Baby Jennifer's story touched us all. Gordon Brown reminded us of what was truly precious in life. When she fell ill, we listened anxiously to the news for reports of her progress. The death of any baby upsets us. It goes against the natural order of things, crushing hope. But in this case, the Browns may as well have been family or close friends. We were all involved.

Forty, 30, even 20 years ago, the news of the death of a politician's baby would have been reported, but not dwelt on in the way we have dwelt on baby Jennifer.

How things have changed. The mass outpouring of grief after Diana, Princess of Wales, died signalled the end of the British public's normal reserve. And her sentimental confessionals set a trend that changed our relationship with, and expectations of, public figures. We no longer look up to and defer to politicians in the way we once did.
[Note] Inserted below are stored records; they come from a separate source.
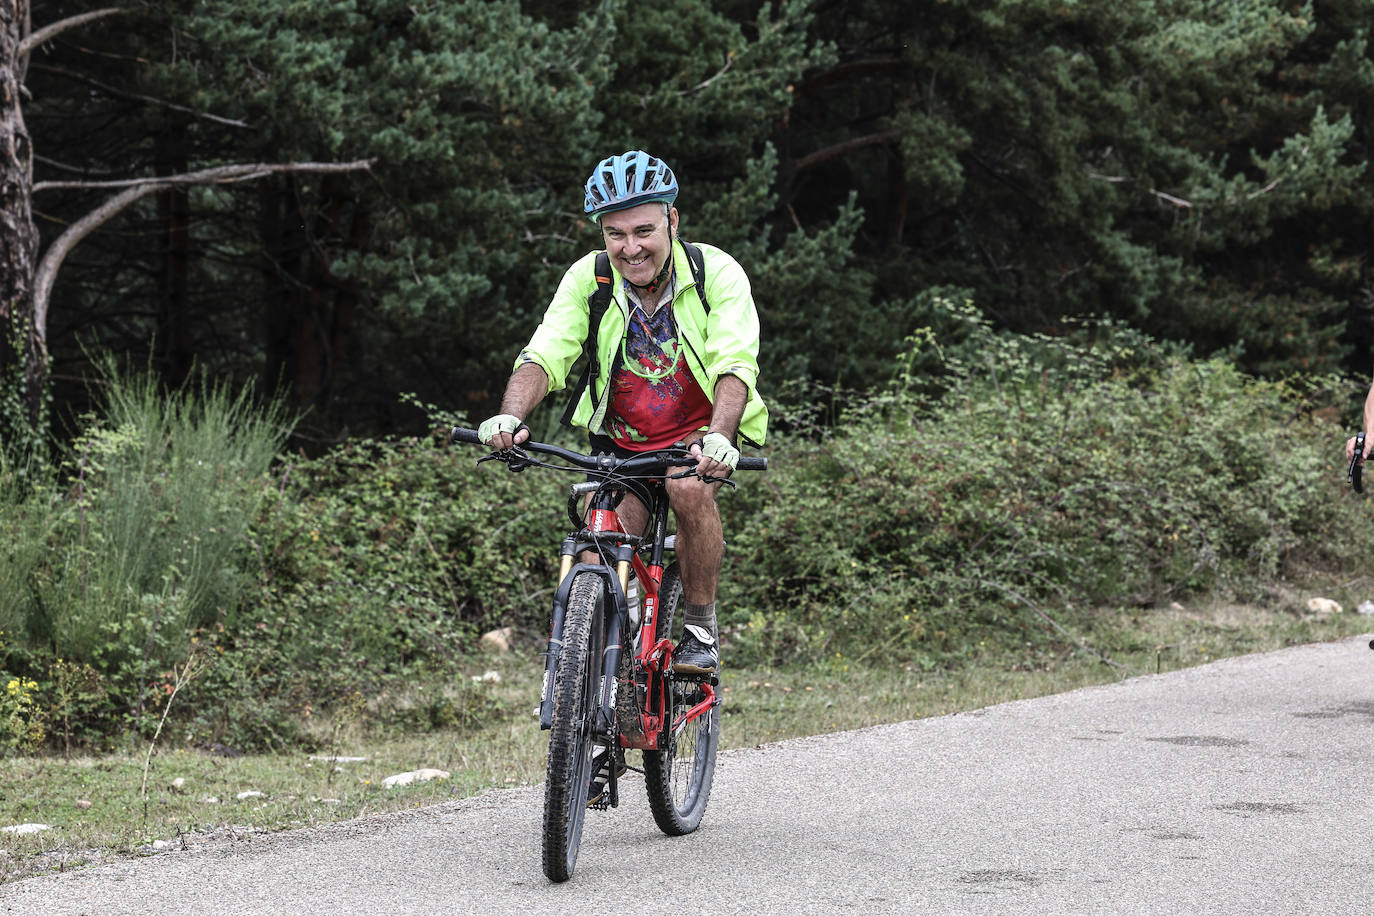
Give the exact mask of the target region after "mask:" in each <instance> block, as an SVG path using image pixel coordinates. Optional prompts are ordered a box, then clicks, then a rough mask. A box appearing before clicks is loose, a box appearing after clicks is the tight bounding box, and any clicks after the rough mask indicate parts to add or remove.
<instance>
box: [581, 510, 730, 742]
mask: <svg viewBox="0 0 1374 916" xmlns="http://www.w3.org/2000/svg"><path fill="white" fill-rule="evenodd" d="M660 499H664V497H662V496H661V497H660ZM665 514H666V505H664V507H661V508H660V515H665ZM653 527H654V530H655V531H658V537H662V531H664V527H662V525H661V523H655V525H654V526H653ZM588 529H589V530H591V531H592V533H595V534H609V536H613V537H614V536H616V534H627V531H625V529H624V526H622V525H621V522H620V515H618V514H617V512H616V509H613V508H594V509H591V512H589V515H588ZM664 541H666V538H665V537H664ZM654 547H655V549H654V551H653V558H651V559H650V562H649V563H646V562H644V559H643V558H642V556H640V555H639V552H638V551H635V552H632V553H631V555H629V559H628V560H620V562H618V563H617V570H616V571H617V577H618V580H620V586H621V591H622V592H624V591H625V588H627V585H628V582H629V573H631V571H633V574H635V578H636V580H638V581H639V591H640V608H642V611H640V621H639V640H638V644H639V652H638V654H636V655H635V656H633V659H632V661H631V670H632V677H631V683H629V684H617V689H632V691H636V700H638V703H636V706H638V709H639V733H625V732H621V733H620V746H621V747H629V748H638V750H650V751H655V750H662V747H664V740H662V732H664V728H665V724H666V726H668V729H669V735H671V733H675V732H676V731H677V729H680V728H682V726H683V725H686V724H687V722H690V721H692V720H695V718H698V717H701V715H705V714H706V713H709V711H710V709H712V706H714V705H716V702H717V700H716V691H714V689H713V687H712V685H710V684H709V683H702V684H701V692H702V699H701V702H698V703H697V705H695V706H692V707H691V709H688V710H686V711H683V713H682V714H680V715H679V717H677V718H676V720H675V721H672V722H665V720H666V717H668V678H669V677H671V672H669V666H671V665H672V655H673V641H672V640H671V639H668V637H664V639H655V634H657V632H658V611H660V600H658V599H660V588H661V586H662V582H664V569H665V566H664V562H662V551H661V549H657V548H658V544H657V542H655V544H654ZM570 560H572V558H570V556H567V555H565V558H563V566H565V575H566V573H567V571H570V569H572V563H570Z"/></svg>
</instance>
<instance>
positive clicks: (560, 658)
mask: <svg viewBox="0 0 1374 916" xmlns="http://www.w3.org/2000/svg"><path fill="white" fill-rule="evenodd" d="M603 593H605V588H603V584H602V578H600V577H599V575H595V574H592V573H578V574H577V578H574V580H573V586H572V589H570V592H569V596H567V610H566V617H565V618H563V645H562V650H561V655H559V661H558V677H556V683H555V684H554V685H552V687H551V689H552V691H554V722H552V728H551V729H550V735H548V773H547V780H545V783H544V836H543V840H544V873H545V875H547V876H548V879H550V880H554V882H565V880H567V879H569V878H572V875H573V865H576V864H577V847H578V845H580V843H581V838H583V823H584V820H585V817H587V790H588V784H589V783H591V777H592V772H591V770H592V750H594V746H595V743H596V740H595V739H596V736H595V733H594V732H595V707H596V683H598V680H599V678H598V676H599V670H598V669H596V666H598V665H599V662H600V658H602V643H603V641H605V639H606V634H605V614H603V612H602V608H603Z"/></svg>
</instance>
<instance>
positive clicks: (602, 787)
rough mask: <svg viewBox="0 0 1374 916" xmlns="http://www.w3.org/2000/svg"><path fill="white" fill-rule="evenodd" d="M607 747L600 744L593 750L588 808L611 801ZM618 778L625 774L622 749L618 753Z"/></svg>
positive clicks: (598, 806) (618, 778) (614, 765)
mask: <svg viewBox="0 0 1374 916" xmlns="http://www.w3.org/2000/svg"><path fill="white" fill-rule="evenodd" d="M607 750H609V748H607V747H600V746H598V747H596V750H595V751H592V784H591V787H589V788H588V790H587V808H599V806H605V805H607V803H609V802H610V799H609V798H607V794H609V792H610V780H609V779H607V777H606V766H605V762H606V751H607ZM614 766H616V779H617V780H620V777H621V776H624V775H625V769H627V768H625V757H624V753H622V751H617V753H616V762H614Z"/></svg>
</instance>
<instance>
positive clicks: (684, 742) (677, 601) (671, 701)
mask: <svg viewBox="0 0 1374 916" xmlns="http://www.w3.org/2000/svg"><path fill="white" fill-rule="evenodd" d="M682 593H683V588H682V577H680V575H679V573H677V564H676V563H675V564H672V566H669V567H668V570H666V571H665V573H664V582H662V586H661V588H660V592H658V597H660V610H658V626H657V634H658V639H664V637H665V636H668V637H671V639H672V640H673V641H675V643H676V641H677V640H679V639H682V629H683V628H682V619H680V618H682V615H680V614H679V607H677V606H679V604H680V603H682ZM703 698H705V694H703V692H702V689H701V684H697V683H694V681H686V680H677V678H673V677H672V676H669V680H668V700H669V702H668V721H666V722H665V728H664V732H662V737H661V743H662V747H661V750H657V751H644V784H646V786H647V788H649V808H650V810H653V813H654V821H655V823H657V824H658V829H661V831H664V832H665V834H668V835H669V836H682V835H684V834H690V832H692V831H694V829H697V827H698V825H699V824H701V817H702V814H705V813H706V799H708V798H709V797H710V780H712V776H713V775H714V773H716V750H717V746H719V744H720V707H719V706H716V707H713V709H712V710H710V711H709V713H706V714H703V715H699V717H697V718H694V720H692V721H690V722H687V724H684V725H682V726H680V728H679V729H677V732H676V733H671V732H669V726H671V725H672V722H673V721H675V720H676V718H677V717H679V715H682V714H683V713H684V711H687V710H688V709H691V707H692V706H695V705H697V703H699V702H701V700H702V699H703Z"/></svg>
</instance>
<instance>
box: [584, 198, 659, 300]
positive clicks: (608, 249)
mask: <svg viewBox="0 0 1374 916" xmlns="http://www.w3.org/2000/svg"><path fill="white" fill-rule="evenodd" d="M664 209H665V206H664V205H662V203H640V205H639V206H638V207H629V209H628V210H617V211H614V213H607V214H606V216H603V217H602V218H600V227H602V238H603V239H606V253H607V254H609V255H610V258H611V262H613V264H614V265H616V269H617V271H620V273H621V276H622V277H625V279H627V280H629V282H631V283H633V284H635V286H638V287H647V286H649V284H650V283H653V282H654V279H655V277H657V276H658V272H660V271H662V269H664V265H665V264H666V262H668V258H669V255H671V254H672V235H673V233H676V232H677V209H676V207H666V210H668V213H666V214H665V213H664Z"/></svg>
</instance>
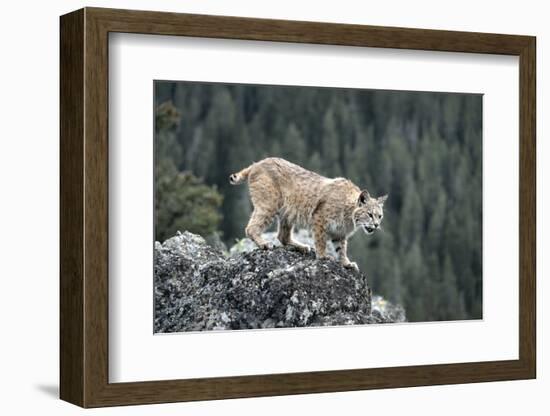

To a point, we like to think of them as like "one of us", with all the human frailties that involves.

Our hearts warmed to Mo Mowlam as she recovered from a brain tumour and to Clare Short as she confessed to giving a son up for adoption. Many parents identified with the Prime Minister when his drunken teenage son was picked up by police.

I suspect, and hope, that Gordon Brown does not regret openly sharing the joy of baby Jennifer with us. The minister who baptised his daughter and doctors who were there when she died have spoken touchingly to the Press about exactly what happened, obviously with the Browns' permission.

Some find it helps to share grief. The father of Tim Parry, the youngster killed by an IRA bomb in an English shopping centre, said talking about his son's death to the media helped him cope. But his wife felt the opposite.

However Gordon and Sarah Brown face their grief, let's hope the British public's genuine sorrow, compassion and concern for them both will bring some comfort.

IN contrast to Gordon Brown's new openness, Tony Blair remains guarded as ever. Since the Government says every baby should have the "no-risk" MMR injection because it's good for them, isn't asking if baby Leo has had it as innocuous as inquiring if he brushes his teeth every day? So why so touchy?